Die Phantom ist für ihr überaus lautes Triebwerk bekannt. Es ist so laut, daß gegen Ende der siebziger Jahre zwecks Lärmreduzierung eigens für die Phantom und den Starfighter eine gesonderte Mindestflughöhe im Tiefflug von 245 Metern (sonst gilt 150 Meter) verordnet wurde. 1980 wurde diese Maßnahme wieder aufgehoben; das Triebwerk aber blieb unverändert. Heute fliegt der Donnervogel – laut wie eh und je – so tief wie alle anderen Kampfflugzeuge auch: 150 m bzw 75 m in den Tieffluggebieten.

Fliegt der Jäger 90 tief?

Wenn er nicht vorher aus politischen oder wirtschaftlichen Gründen abstürzt, lautet die Antwort „JA!“. Das neue Jagdflugzeug soll in einer »Zweitrolle« als Jagdbomber dienen, es soll zudem „Begleitschutz für den Tornado“ fliegen. Zumindest für diese beiden Aufgaben ist es erforderlich, tief zu fliegen. So stehen denn auch „gute Tiefflugeigenschaften“ in der taktischen Forderung für das neue Milliardenprojekt.

Aber so einfach wollen und können wir es uns nicht machen. Denn mit guten Argumenten behaupten militärische Fachleute, daß moderne Jagdflugzeug-Technik die Tiefflugnotwendigkeit reduziert und modernste Triebwerke leiseren Lärm machen.

Dies macht eine genauere Betrachtung des Einsatz- und Aufgabenspektrums für das neue Jagdflugzeug sowie der Luftwaffendoktrin der NATO erforderlich.

Luftverteidigung im Tiefflug?

Hauptaufgabe des Jäger 90 ist – laut Darstellung der Bundeswehr – der Jagdkampf, also die Bekämpfung gegnerischer Flugzeuge in der Luft, vorrangig über dem Gebiet der Bundesrepublik.

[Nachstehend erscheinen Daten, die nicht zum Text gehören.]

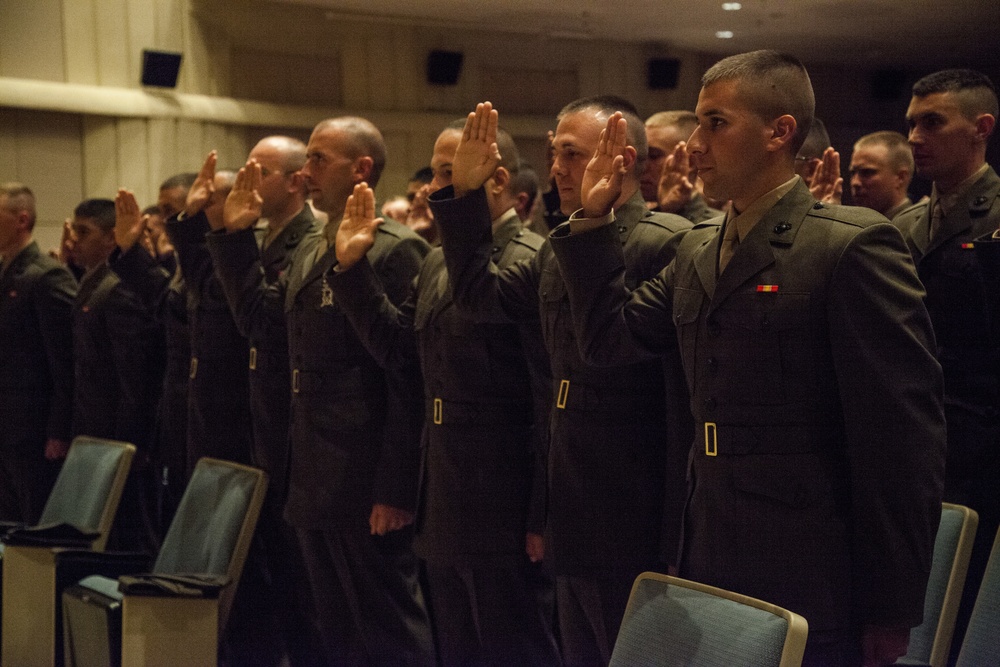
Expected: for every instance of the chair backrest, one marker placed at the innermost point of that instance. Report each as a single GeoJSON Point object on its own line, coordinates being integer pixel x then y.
{"type": "Point", "coordinates": [89, 486]}
{"type": "Point", "coordinates": [981, 645]}
{"type": "Point", "coordinates": [931, 640]}
{"type": "Point", "coordinates": [214, 523]}
{"type": "Point", "coordinates": [673, 621]}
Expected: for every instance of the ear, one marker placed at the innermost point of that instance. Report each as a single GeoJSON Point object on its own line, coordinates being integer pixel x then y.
{"type": "Point", "coordinates": [296, 182]}
{"type": "Point", "coordinates": [984, 126]}
{"type": "Point", "coordinates": [782, 130]}
{"type": "Point", "coordinates": [363, 168]}
{"type": "Point", "coordinates": [629, 156]}
{"type": "Point", "coordinates": [501, 179]}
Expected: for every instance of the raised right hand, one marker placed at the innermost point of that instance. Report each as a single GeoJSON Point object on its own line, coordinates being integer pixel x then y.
{"type": "Point", "coordinates": [129, 221]}
{"type": "Point", "coordinates": [477, 156]}
{"type": "Point", "coordinates": [356, 234]}
{"type": "Point", "coordinates": [203, 187]}
{"type": "Point", "coordinates": [243, 205]}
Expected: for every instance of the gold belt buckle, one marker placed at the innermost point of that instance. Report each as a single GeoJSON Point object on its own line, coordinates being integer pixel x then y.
{"type": "Point", "coordinates": [711, 440]}
{"type": "Point", "coordinates": [563, 394]}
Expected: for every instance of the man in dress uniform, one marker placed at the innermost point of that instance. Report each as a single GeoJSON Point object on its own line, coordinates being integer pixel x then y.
{"type": "Point", "coordinates": [355, 428]}
{"type": "Point", "coordinates": [952, 115]}
{"type": "Point", "coordinates": [36, 360]}
{"type": "Point", "coordinates": [615, 490]}
{"type": "Point", "coordinates": [816, 474]}
{"type": "Point", "coordinates": [487, 389]}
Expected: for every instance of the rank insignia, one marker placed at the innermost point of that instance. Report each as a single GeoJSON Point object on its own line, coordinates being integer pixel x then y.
{"type": "Point", "coordinates": [326, 295]}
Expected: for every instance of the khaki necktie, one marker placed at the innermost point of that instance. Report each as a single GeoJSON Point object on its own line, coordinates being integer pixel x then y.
{"type": "Point", "coordinates": [730, 241]}
{"type": "Point", "coordinates": [937, 215]}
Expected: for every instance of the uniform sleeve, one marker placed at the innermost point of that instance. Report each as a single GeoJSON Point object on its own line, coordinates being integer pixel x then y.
{"type": "Point", "coordinates": [480, 288]}
{"type": "Point", "coordinates": [890, 388]}
{"type": "Point", "coordinates": [399, 462]}
{"type": "Point", "coordinates": [54, 303]}
{"type": "Point", "coordinates": [134, 341]}
{"type": "Point", "coordinates": [258, 307]}
{"type": "Point", "coordinates": [613, 326]}
{"type": "Point", "coordinates": [385, 329]}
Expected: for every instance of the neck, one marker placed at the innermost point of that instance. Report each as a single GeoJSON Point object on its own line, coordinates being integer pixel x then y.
{"type": "Point", "coordinates": [766, 181]}
{"type": "Point", "coordinates": [949, 183]}
{"type": "Point", "coordinates": [14, 248]}
{"type": "Point", "coordinates": [629, 188]}
{"type": "Point", "coordinates": [281, 219]}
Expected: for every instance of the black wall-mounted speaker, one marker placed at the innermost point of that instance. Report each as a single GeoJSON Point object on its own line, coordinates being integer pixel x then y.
{"type": "Point", "coordinates": [661, 73]}
{"type": "Point", "coordinates": [160, 68]}
{"type": "Point", "coordinates": [443, 67]}
{"type": "Point", "coordinates": [887, 84]}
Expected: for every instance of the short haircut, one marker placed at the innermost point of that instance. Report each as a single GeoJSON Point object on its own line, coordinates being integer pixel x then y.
{"type": "Point", "coordinates": [607, 105]}
{"type": "Point", "coordinates": [683, 120]}
{"type": "Point", "coordinates": [974, 91]}
{"type": "Point", "coordinates": [185, 180]}
{"type": "Point", "coordinates": [363, 140]}
{"type": "Point", "coordinates": [423, 175]}
{"type": "Point", "coordinates": [773, 84]}
{"type": "Point", "coordinates": [19, 198]}
{"type": "Point", "coordinates": [292, 151]}
{"type": "Point", "coordinates": [101, 211]}
{"type": "Point", "coordinates": [817, 141]}
{"type": "Point", "coordinates": [510, 157]}
{"type": "Point", "coordinates": [898, 149]}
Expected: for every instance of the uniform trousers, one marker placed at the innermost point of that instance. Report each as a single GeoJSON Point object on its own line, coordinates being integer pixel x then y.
{"type": "Point", "coordinates": [590, 612]}
{"type": "Point", "coordinates": [489, 614]}
{"type": "Point", "coordinates": [369, 604]}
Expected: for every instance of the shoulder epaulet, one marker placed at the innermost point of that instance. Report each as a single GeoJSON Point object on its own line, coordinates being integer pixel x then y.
{"type": "Point", "coordinates": [668, 221]}
{"type": "Point", "coordinates": [711, 222]}
{"type": "Point", "coordinates": [856, 216]}
{"type": "Point", "coordinates": [397, 230]}
{"type": "Point", "coordinates": [529, 239]}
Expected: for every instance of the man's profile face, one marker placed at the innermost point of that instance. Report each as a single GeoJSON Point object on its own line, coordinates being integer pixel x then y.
{"type": "Point", "coordinates": [729, 142]}
{"type": "Point", "coordinates": [91, 244]}
{"type": "Point", "coordinates": [574, 145]}
{"type": "Point", "coordinates": [172, 201]}
{"type": "Point", "coordinates": [444, 155]}
{"type": "Point", "coordinates": [329, 171]}
{"type": "Point", "coordinates": [873, 182]}
{"type": "Point", "coordinates": [662, 142]}
{"type": "Point", "coordinates": [276, 185]}
{"type": "Point", "coordinates": [941, 136]}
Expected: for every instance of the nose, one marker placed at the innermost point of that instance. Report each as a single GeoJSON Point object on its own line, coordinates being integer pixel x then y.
{"type": "Point", "coordinates": [694, 143]}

Jäger sollen Luftüberlegenheit herstellen, möglichst gar Luftherrschaft, über eigenem Territorium, aber auch in den gegnerischen Luftraum hinein. Das bemannte Flugzeug ergänzt dabei Flugabwehrgeschütze und -raketen, schließt Lücken in der Luftverteidigung, wenn der Gegner die bodengestützte Flugabwehr überwindet, eilt zu Hilfe, wenn mehr gegnerische Flugzeuge angreifen, als die Raketen und Geschütze bekämpfen können.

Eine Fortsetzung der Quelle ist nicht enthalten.